Automated, perpetual backup procedures enforce data resiliency, quicker recovery procedures rapidly pinpoint and recover the ‘last good copy’ of data in minutes instead of days or weeks, hence decreasing the risks associated with technological glitches. AI tools are readily available for managing data effectively (for example, by automating the verification, correction, and remediation of data quality issues). When combined, these aspects allow organizations to instill greater trust in both the data and the way it is handled, ultimately boosting new data-powered services.
Use Cases
⦁ Retailers that have a presence online can specify the data collected from consumers and develop consumer portals to get consent from users and offer them the choice to ‘opt in’ to personalized services.

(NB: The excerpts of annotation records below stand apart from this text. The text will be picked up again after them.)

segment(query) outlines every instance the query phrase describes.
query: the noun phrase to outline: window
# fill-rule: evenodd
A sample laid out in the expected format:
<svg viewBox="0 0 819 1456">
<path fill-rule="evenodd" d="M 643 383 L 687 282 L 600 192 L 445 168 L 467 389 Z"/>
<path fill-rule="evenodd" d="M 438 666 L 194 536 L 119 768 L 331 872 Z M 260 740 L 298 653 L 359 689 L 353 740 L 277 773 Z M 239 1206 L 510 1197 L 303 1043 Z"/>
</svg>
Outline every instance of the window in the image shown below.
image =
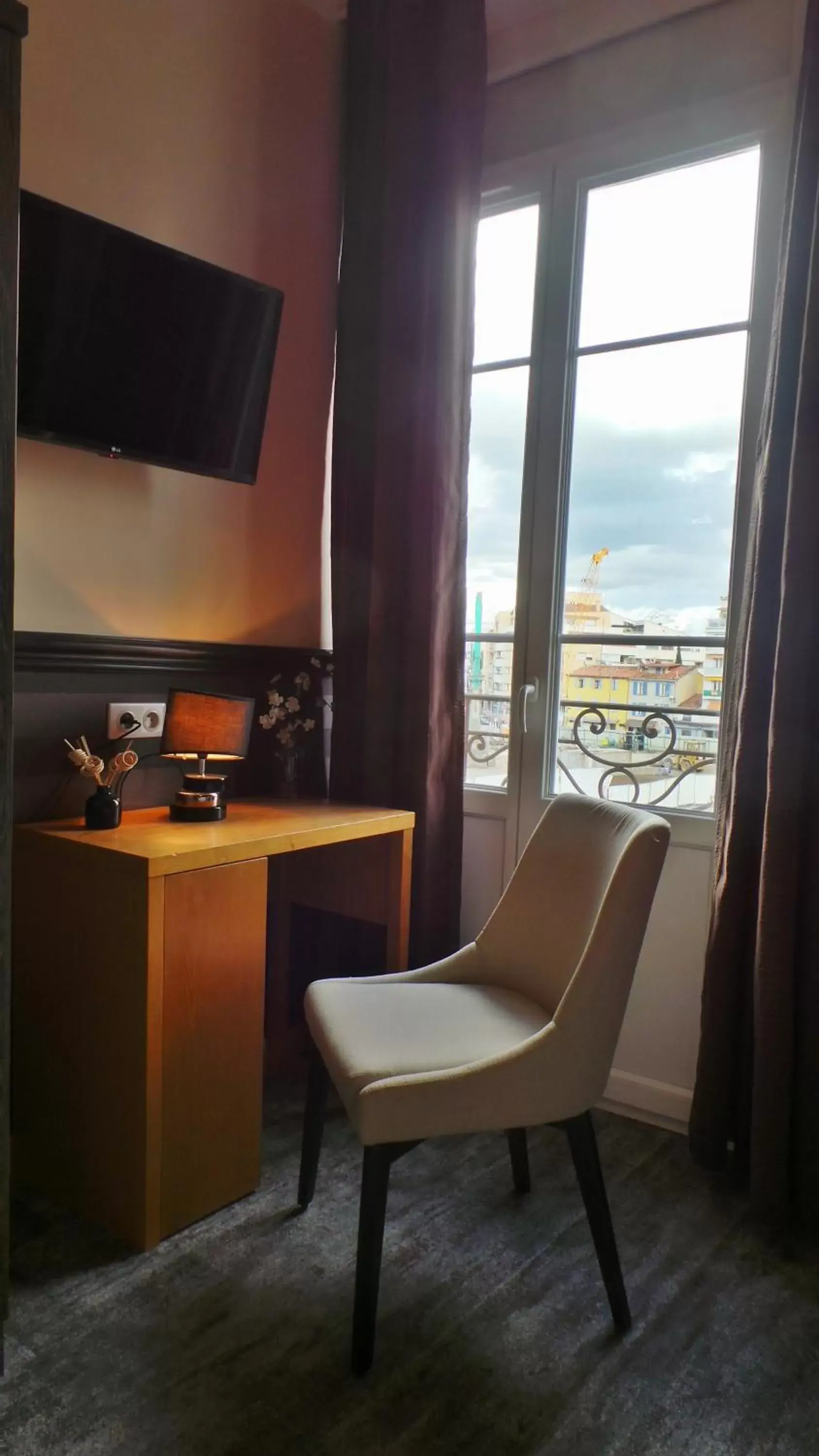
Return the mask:
<svg viewBox="0 0 819 1456">
<path fill-rule="evenodd" d="M 713 811 L 722 655 L 707 687 L 703 668 L 724 645 L 759 162 L 761 149 L 745 147 L 586 192 L 547 789 L 598 792 L 599 761 L 586 763 L 572 741 L 563 684 L 576 638 L 588 655 L 598 633 L 594 651 L 607 664 L 628 633 L 637 665 L 660 658 L 688 670 L 676 686 L 655 681 L 652 696 L 676 693 L 685 705 L 694 769 L 669 788 L 672 754 L 652 794 L 646 763 L 640 802 L 662 795 L 669 808 Z M 633 697 L 647 696 L 646 680 L 631 686 Z M 666 712 L 674 721 L 674 705 Z M 656 740 L 644 751 L 656 756 Z M 612 798 L 631 792 L 607 786 Z"/>
<path fill-rule="evenodd" d="M 540 207 L 484 217 L 477 236 L 467 546 L 464 780 L 509 772 L 518 534 Z M 483 645 L 483 646 L 482 646 Z M 492 734 L 484 729 L 492 725 Z"/>
</svg>

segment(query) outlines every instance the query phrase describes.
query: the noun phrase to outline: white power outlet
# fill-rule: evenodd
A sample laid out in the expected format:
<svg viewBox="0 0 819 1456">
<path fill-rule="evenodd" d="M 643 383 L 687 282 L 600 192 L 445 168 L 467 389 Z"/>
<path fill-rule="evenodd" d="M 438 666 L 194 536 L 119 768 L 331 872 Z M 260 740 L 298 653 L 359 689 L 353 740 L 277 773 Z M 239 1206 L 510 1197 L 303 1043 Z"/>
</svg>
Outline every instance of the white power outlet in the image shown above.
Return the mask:
<svg viewBox="0 0 819 1456">
<path fill-rule="evenodd" d="M 160 738 L 164 728 L 164 703 L 109 703 L 108 737 Z"/>
</svg>

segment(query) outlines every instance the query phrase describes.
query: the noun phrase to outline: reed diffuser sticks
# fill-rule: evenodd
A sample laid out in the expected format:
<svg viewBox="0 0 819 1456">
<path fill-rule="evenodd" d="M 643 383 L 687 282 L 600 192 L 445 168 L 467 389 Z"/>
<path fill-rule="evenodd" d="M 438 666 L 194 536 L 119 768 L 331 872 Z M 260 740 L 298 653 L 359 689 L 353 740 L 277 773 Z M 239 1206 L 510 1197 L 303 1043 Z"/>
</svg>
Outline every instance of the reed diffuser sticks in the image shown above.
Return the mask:
<svg viewBox="0 0 819 1456">
<path fill-rule="evenodd" d="M 105 760 L 90 751 L 84 734 L 80 734 L 76 744 L 70 743 L 68 738 L 63 741 L 68 748 L 68 759 L 84 779 L 93 779 L 100 789 L 111 789 L 115 798 L 121 796 L 125 778 L 140 761 L 138 754 L 132 748 L 121 748 L 106 767 Z"/>
</svg>

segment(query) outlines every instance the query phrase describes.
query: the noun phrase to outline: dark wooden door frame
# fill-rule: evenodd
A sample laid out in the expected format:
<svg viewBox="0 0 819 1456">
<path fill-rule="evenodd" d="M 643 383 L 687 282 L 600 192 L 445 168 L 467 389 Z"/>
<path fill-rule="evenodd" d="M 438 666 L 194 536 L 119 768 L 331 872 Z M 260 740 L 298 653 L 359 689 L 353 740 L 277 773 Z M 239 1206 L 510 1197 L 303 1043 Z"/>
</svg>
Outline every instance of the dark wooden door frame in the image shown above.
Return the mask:
<svg viewBox="0 0 819 1456">
<path fill-rule="evenodd" d="M 28 10 L 0 0 L 0 1372 L 9 1302 L 9 992 L 12 700 L 15 673 L 15 450 L 17 405 L 17 215 L 20 42 Z"/>
</svg>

⦁ Healthcare and governmental institutions that have access to incredibly sensitive data can implement advanced data resiliency protocols that automatically create multiple daily backups and when required, identify the ‘last good copy; and restore it seamlessly.
⦁ Retail banks automatically provision credit-card data required to fast-track customer-facing applications, specifically during development or testing, to boost developer productivity and offer access to data more efficiently and securely than what is offered by traditional manual efforts today.
Key Enablers
⦁ Elevating the significance of data security across the organization.
⦁ Growing consumer awareness and active involvement in individual data protection rights.
⦁ The adoption of automated database-administration technologies for automated provisioning, processing, and information management.
⦁ The adoption of cloud-based data resiliency and storage tools enables automatic backup and restoration of data.